# LMIs in Control/pages/S Procedure

LMIs in Control/pages/S Procedure

S-Procedure

## The Optimization Problem

In general procedures, considering following quadratic function $F_{0}(x):\mathbb {R} ^{n}\to \mathbb {R}$ , $F_{i}(x):\mathbb {R} ^{n}\to \mathbb {R}$  where $i=1,...,m$ . The inequality $F_{0}(x)\leq 0$  is satisfied when all $F_{i}(x)\geq 0$ .

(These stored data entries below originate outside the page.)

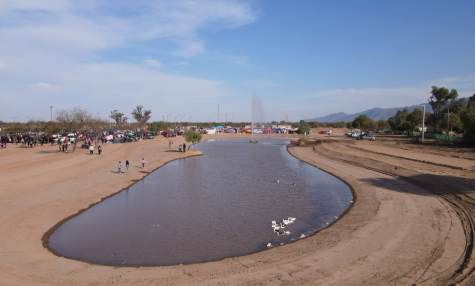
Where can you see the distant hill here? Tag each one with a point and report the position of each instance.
(376, 113)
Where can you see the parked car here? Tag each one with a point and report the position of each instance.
(369, 137)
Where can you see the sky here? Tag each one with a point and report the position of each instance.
(183, 59)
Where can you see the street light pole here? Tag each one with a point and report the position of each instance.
(51, 113)
(423, 122)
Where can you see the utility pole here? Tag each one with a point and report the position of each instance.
(423, 122)
(51, 113)
(448, 122)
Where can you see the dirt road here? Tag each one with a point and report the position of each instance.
(396, 233)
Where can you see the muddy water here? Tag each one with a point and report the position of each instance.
(206, 208)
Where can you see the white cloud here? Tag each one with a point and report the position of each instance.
(50, 50)
(154, 63)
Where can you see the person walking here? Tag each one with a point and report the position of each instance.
(119, 167)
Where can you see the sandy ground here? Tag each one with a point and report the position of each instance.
(398, 232)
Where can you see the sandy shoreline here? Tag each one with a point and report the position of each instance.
(388, 237)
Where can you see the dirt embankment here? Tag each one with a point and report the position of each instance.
(442, 174)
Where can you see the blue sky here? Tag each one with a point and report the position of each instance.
(183, 58)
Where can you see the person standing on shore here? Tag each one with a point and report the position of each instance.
(119, 167)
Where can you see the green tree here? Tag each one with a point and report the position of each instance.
(363, 122)
(141, 116)
(303, 128)
(382, 124)
(118, 117)
(468, 120)
(414, 119)
(441, 100)
(192, 137)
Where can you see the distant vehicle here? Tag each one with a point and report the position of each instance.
(55, 138)
(369, 137)
(149, 135)
(168, 133)
(72, 138)
(210, 130)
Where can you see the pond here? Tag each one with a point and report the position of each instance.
(206, 208)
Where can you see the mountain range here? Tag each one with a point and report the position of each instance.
(376, 113)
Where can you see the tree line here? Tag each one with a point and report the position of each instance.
(450, 114)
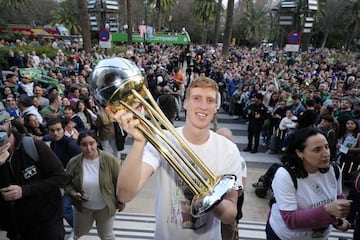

{\begin{aligned}F_{0}(x)+\sum _{i=1}^{m}\tau _{i}F_{i}(x)\leq 0\end{aligned}}

Where $x\in \mathbb {R} ^{n}$ , and $\tau _{i}\in \mathbb {R} _{\geq 0}$

This type of procedure is used to help solve problems that were originally NP-hard problems. An example of this is the following inequality: $x^{T}Fx\geq 0:\forall x\geq 0$ . By using the defined problem above, an LMI can be constructed using the S-Procedure:

{\begin{aligned}F-\tau G\succeq 0\end{aligned}}

Where the scalar $\tau \geq 0$ .

## The Data

The data is dependent on the type of problem being solved, and is used more as a tool to solve complex problems that were difficult to solve before.

## The LMI: S-Procedure

There exists a scalar $\tau \geq 0$  where:

{\begin{aligned}F-\tau G\succeq 0\end{aligned}}

## Conclusion:

The results from this LMI will help construct quadratic stability as quadratic stability requires matrix positivity on a subset. Examples of this implementation include creating a controller based on parametric, norm-bounded uncertainties for robust problems.